This week’s post is about writing (again), editing, and wasting time.
Apart from a few outstanding changes I’m going to tackle today, my board paper is pretty much done. There was a very stressful hour where my supervisor suggested I save the huge Mass Observation section for later and submit the bits of the chapter that weren’t there, but I explained that I hadn’t actually written them yet and I wouldn’t be comfortable submitting 6,000ish words knocked out in 4 days (including a weekend) under duress and without being able to run them past him. Phew! Besides, I really want feedback on the Mass Observation stuff. Besides it having taken ages, I’m going to give a talk on it at a mini conference in a couple of weeks.
So I’ve actually gone straight back into the writing breach, first to write an abstract (which I was sending to my friend so no pressure BUT STILL), and then to actually write the talk. I need at least 20 minutes, and so far I have 10 minutes and 30 seconds. I was quite surprised when I wrote loads of words, then read them out to realise how little time they took up. I think I will fill the time okay in the end, but it was a scary moment. I even deliberately make myself talk slowly because I know I naturally talk quickly, but I still seem to say about 200 words a minute, which seems like a hell of a lot. How the hell do people manage to fill an hour’s lecture slot?!
But I’ve actually found the talk-writing process okay overall. It’s a lot easier than writing a journal article as you don’t have to fiddle with references quite so much, and you get to take lots of breaks to practice and see how long a section takes to say out loud, so you’re not just writing solidly. Then there’s the knowledge that you don’t have to be judged by referees. I also really think people will be interested in what I have to say, which helps.
As for editing, luckily most of the things I’ve had to do are minor - a few autobiographical details here, a clarifying statement there. I need to read up on a couple of things, which I usually quite enjoy, so long as I have an idea of exactly what I’m looking for. I think the biggest challenge is going to be adding in a reference to ‘the political theories of Sir Robert Filmer’, who I’ve never actually heard of before. I hope there’s some sort of ‘Sir Robert Filmer for Dummies’ book. It doesn’t help that I think the library is closing early today because of unofficial end-of-term celebrations - which I’m going to, but argh. I think my least favourite kind of editing is having to move things about because it can send my footnotes into confusion, not to mention bits where I’ve put ‘as mentioned earlier’ or ‘this will be further examined later’. I don’t have to do that yet, but I can see it in my future.

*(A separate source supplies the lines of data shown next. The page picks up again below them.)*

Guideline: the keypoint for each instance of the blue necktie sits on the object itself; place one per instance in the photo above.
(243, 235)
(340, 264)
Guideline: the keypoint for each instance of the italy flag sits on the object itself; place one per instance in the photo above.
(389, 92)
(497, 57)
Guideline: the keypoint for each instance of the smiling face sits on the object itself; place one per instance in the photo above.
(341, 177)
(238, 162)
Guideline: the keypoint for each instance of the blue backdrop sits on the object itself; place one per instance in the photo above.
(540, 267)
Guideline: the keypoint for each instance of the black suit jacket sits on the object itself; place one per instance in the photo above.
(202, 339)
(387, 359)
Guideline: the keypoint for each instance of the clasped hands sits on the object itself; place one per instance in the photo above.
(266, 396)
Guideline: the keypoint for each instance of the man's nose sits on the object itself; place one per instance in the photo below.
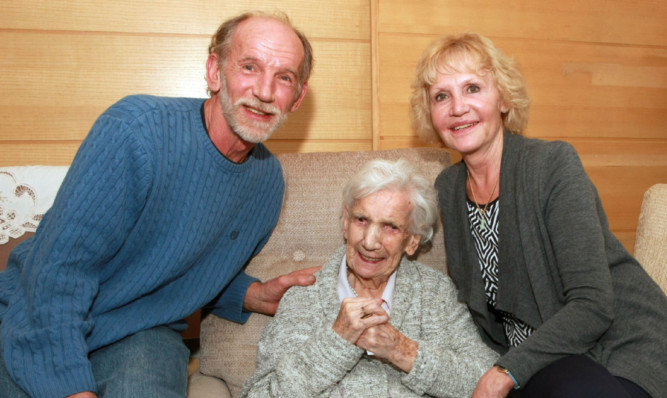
(264, 88)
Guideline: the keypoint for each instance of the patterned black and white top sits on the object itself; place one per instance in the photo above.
(485, 233)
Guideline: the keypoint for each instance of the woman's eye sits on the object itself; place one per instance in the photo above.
(440, 97)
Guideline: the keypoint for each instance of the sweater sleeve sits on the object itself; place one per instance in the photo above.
(48, 317)
(574, 222)
(299, 355)
(229, 304)
(451, 356)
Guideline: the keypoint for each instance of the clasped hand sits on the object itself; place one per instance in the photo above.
(363, 322)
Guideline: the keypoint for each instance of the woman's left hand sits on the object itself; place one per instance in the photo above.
(386, 342)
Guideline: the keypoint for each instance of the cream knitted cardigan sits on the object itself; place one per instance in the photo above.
(300, 355)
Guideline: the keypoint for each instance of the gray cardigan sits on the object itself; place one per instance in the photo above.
(300, 355)
(561, 269)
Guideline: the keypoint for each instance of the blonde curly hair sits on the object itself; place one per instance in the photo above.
(465, 53)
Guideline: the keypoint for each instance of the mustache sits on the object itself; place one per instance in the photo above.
(258, 105)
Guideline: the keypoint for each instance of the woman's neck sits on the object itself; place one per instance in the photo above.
(366, 288)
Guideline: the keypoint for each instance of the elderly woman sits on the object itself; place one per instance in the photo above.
(528, 245)
(374, 324)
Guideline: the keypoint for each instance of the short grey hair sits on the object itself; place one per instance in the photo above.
(221, 40)
(379, 175)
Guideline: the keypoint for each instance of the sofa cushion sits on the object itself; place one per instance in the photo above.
(26, 193)
(651, 239)
(308, 232)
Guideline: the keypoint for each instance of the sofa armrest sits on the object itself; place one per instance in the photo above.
(650, 243)
(202, 386)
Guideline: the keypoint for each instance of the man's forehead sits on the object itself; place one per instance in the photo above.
(270, 35)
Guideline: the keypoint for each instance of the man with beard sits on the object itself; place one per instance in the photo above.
(166, 201)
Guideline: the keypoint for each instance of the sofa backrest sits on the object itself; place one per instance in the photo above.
(308, 232)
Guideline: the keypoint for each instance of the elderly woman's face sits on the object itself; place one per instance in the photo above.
(377, 230)
(466, 111)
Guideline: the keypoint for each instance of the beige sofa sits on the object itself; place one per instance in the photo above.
(308, 231)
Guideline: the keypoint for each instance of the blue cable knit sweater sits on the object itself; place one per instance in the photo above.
(151, 223)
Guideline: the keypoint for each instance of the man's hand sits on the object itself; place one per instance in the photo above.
(85, 394)
(493, 384)
(264, 297)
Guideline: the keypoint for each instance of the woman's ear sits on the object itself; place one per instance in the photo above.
(413, 244)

This week, I also met a fellow historian at the British Library and we had a chat about my work. From what we ended up talking about, it occurred to me that I could be more effective in my use of the oral histories. I’ve been transcribing whole interviews ‘just in case’, but often I can’t relate a lot of the material to only children. So I think I’m going to just take down the comments about being an only child from now on, but I hate this feeling that I’ve wasted a load of valuable research time. Even though I keep telling myself it’s an academic hazard, and indeed a hazard of many jobs - authors cut loads of stuff from their books, film-makers shoot loads of footage for only a small percentage of it to be used, bands record loads of songs only for them not to make the final cut for the album - I have this guilty, stupid feeling, like I’ve wasted valuable research time and money. But I guess I’ll be more productive from now on. And the lady I met up with came up with some other ideas that I hadn’t thought of too, yay!